Disruption Through Connections Conference
Disruption Through Connections Conference
Professor Lucy Marshall is DVC of Community and Leadership at University of Sydney. In this episode she joins Peter Chun as CEO of UniSuper to explore the comparative issues of culture, change management and staff wellbeing between academic and commercial organisations. The transformation and disruption facing the sector, and the rapid emergence of AI and changing market demands, are adding to the loss of social license in making universities tough places to be. Stabilising workplace culture as a prerequisite to leading change and caring for staff wellbeing makes tough calls on leaders which this episode explores.

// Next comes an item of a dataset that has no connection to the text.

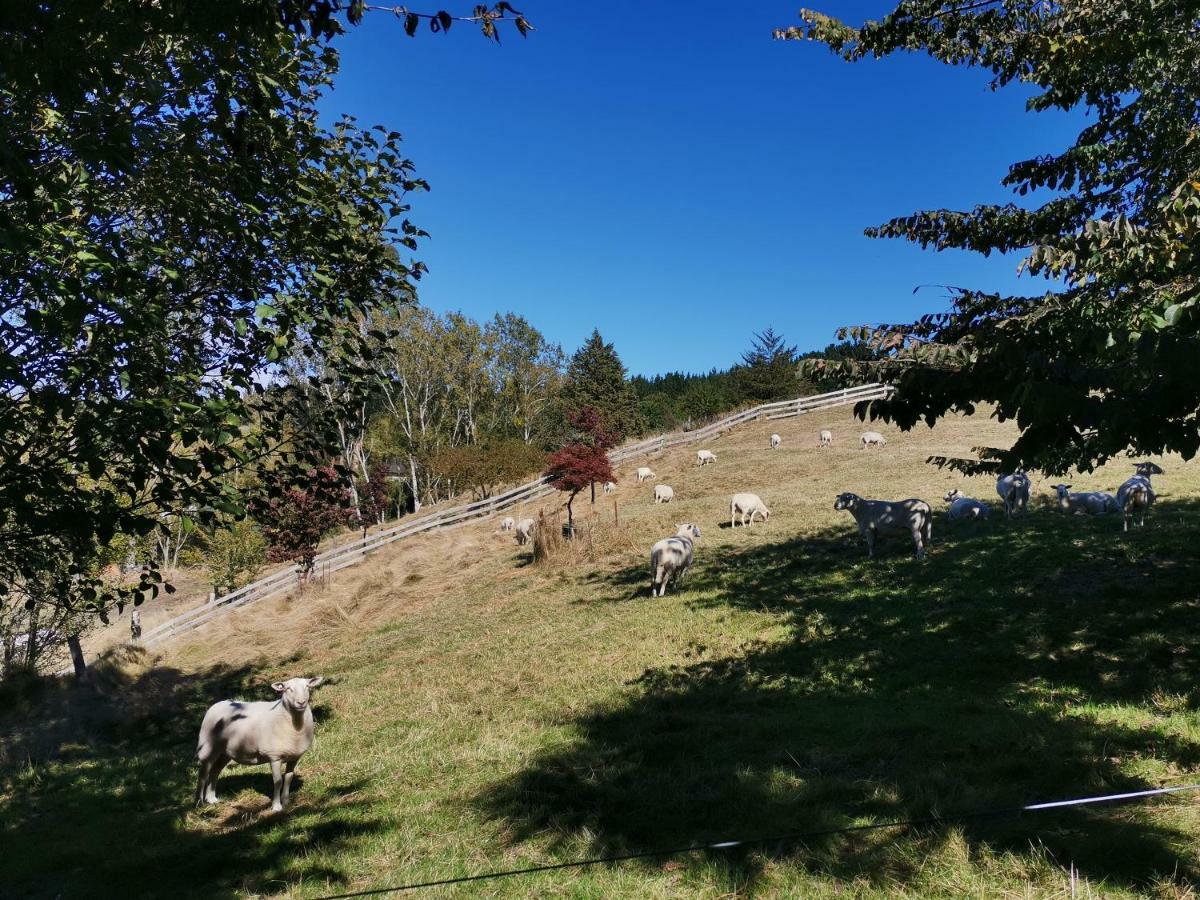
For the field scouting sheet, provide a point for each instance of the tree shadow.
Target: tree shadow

Demand for fee-paying, on-campus, degree-awarding, undergraduate and postgraduate education by domestic and international students is falling in developed countries. Demand is changing in shape and nature. It is migrating toward online, stackable, credentialed, personalised and globally available learning, and will continue to do so. Ignoring this is futile and dangerous.
Secondly, university public sympathy has reduced. As has employer satisfaction, staff morale, student satisfaction and government support, and the detrimental impact of the way government currently manages provision of learning has got worse. Meanwhile public, government and employer support for competitor innovative learning providers – not just universities – is growing and will continue to. You’re not the favourite child any more.
Thirdly, this is occurring while global demand for skills grows. But it is now less for school leaver graduates and more for lifelong learning, for an ageing population as falling birth rates become widespread, and as the need for skills updating rises exponentially. Global demand in developing countries for democratised access to lifelong learning is growing fast and will continue as a search for equity in global declining populations, amid geo-political turmoil, makes it inevitable.